For David B. Bohl, author of the memoir “Parallel Universes,” it wasn’t until he
started uncovering secrets of his past that he began to recover from trauma and addiction.
His story offers hope to those struggling with the reality of everyday life in
today’s complicated world. Haunted by decades of unresolved issues relating to alcohol, addiction and adoption, his memoir offers hope to anyone struggling with obstacles that interfere with the enjoyment of life.
“Duality and addiction and later duality and recovery are challenging dancesteps for any of us,” he said.
“How much more challenging is an integrated sense of identity if you’re adopted, if much of your past is locked away from you in someone else’s filing cabinet?”
Bohl is the former director of Addiction Services at Rogers Memorial Hospital in Summit. Today, he is an independent consultant with Beacon Confidential, LLC in Milwaukee. He works with clients and families in Wisconsin and nationally who experience substance use disorders and trauma.
He writes that alcohol once controlled his life; it was his sole coping skill. When he began digging deep inside himself, not knowing what he’d find, he discovered that the process helped him heal.
Oconomowoc roots
Bohl was born in an unwed mothers home in Oconomowoc. He was adopted by a prosperous Milwaukee family after being “relinquished” at birth by a mother he never knew.
“I was adopted at 7 days old, and raised in a loving home. But one day, when I was 6 years old, I could hardly wait to tell my friends that I was adopted,” Bohl said. “I was stunned when they didn’t see it that way — that adoption wasn’t something to be proud of. That negative reaction and mistrust catapulted me into a confusing, complex, gut-wrenching journey that involved addiction and self-loathing.”
As a young boy he felt he never quite fit in. But he put a game face on and became an overachiever in everything he did — sailing, academics and as a trader on the Chicago Exchange floor. Bohl said, “Early on, I realized that alcohol was a great medicine; it was a coping mechanism that kept me alive. It also kept me unwell.”
Finding his roots
Not until David married and had children of his own did he feel compelled to find his birth parents to discover if genetics played a role in the well-being of his offspring. Bohl, who is 57, learned the identify of his biological parents three years ago, but never met them.
“Baby Boy Bender,” as he was labeled in the adoption papers, was born to a redhaired co-ed who struggled with alcoholism. His mother died in a homeless shelter years ago, and his father, an athlete, died years before that of a brain tumor.
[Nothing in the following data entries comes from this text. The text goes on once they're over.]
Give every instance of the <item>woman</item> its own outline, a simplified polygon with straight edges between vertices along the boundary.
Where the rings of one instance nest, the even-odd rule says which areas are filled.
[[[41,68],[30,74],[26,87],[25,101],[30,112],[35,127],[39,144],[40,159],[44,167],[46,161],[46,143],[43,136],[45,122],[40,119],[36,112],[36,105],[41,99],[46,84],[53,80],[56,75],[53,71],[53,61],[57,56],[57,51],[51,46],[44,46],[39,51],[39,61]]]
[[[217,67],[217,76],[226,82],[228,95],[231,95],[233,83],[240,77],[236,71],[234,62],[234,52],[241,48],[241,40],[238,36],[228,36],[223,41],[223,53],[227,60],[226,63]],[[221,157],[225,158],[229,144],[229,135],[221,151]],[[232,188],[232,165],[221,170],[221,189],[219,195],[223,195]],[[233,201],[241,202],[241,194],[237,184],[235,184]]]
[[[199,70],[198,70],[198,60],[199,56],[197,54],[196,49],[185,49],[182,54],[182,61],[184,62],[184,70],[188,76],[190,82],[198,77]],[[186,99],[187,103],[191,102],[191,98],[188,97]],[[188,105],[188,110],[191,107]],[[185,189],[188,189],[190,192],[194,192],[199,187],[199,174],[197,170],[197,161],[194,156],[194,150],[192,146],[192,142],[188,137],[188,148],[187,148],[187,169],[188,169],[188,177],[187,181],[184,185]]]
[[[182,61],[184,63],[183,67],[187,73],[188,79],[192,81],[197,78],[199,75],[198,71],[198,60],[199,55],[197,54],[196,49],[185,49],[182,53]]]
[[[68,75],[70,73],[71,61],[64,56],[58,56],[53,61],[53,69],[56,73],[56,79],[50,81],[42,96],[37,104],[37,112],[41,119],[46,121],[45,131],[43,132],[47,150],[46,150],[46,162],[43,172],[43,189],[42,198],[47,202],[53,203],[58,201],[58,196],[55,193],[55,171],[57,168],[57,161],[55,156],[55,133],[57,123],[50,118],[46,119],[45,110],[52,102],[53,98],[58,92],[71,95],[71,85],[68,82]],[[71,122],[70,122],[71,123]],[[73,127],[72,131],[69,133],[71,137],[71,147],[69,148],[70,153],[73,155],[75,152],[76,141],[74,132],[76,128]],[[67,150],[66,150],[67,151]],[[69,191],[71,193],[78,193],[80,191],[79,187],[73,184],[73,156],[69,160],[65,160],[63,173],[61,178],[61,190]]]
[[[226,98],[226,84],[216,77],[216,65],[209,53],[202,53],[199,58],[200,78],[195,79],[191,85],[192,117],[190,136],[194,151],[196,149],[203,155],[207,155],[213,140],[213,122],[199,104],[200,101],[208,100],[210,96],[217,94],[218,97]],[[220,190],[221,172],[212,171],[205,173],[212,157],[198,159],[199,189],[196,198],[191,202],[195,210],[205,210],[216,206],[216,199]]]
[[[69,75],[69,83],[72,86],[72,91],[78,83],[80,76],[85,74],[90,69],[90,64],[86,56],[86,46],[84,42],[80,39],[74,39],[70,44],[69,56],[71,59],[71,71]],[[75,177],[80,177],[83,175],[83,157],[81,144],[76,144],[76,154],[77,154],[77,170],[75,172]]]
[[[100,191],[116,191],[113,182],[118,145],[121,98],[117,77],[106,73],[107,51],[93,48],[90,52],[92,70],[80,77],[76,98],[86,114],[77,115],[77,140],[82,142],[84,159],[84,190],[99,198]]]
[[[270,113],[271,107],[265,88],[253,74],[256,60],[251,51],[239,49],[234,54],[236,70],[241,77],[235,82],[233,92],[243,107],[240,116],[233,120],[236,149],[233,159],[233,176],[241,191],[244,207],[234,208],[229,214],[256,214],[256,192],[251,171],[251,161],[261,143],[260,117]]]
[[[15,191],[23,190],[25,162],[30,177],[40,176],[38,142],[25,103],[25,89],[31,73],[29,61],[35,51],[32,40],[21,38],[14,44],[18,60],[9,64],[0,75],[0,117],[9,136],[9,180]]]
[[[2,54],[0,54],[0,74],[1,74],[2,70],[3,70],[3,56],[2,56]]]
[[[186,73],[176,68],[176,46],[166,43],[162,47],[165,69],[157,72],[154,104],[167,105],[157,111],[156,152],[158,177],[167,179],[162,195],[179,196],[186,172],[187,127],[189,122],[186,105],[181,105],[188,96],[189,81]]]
He began writing his memoir after he learned the identities of his birth parents.
Not long ago, he learned he has a half-sister in south suburban Chicago and another living in Las Vegas. As soon as he learned the news he raced to go meet them. “It was an extraordinary experience seeing contemporaries who resembled me and experiencing those first ever connections to my biological beginnings,” he noted.
Today, he says his life is phenomenal in ways he never imagined. “My hope is that my story and my experiences can give others the courage to find their own way, and to go beyond the struggles that they may be carrying with them,” he said.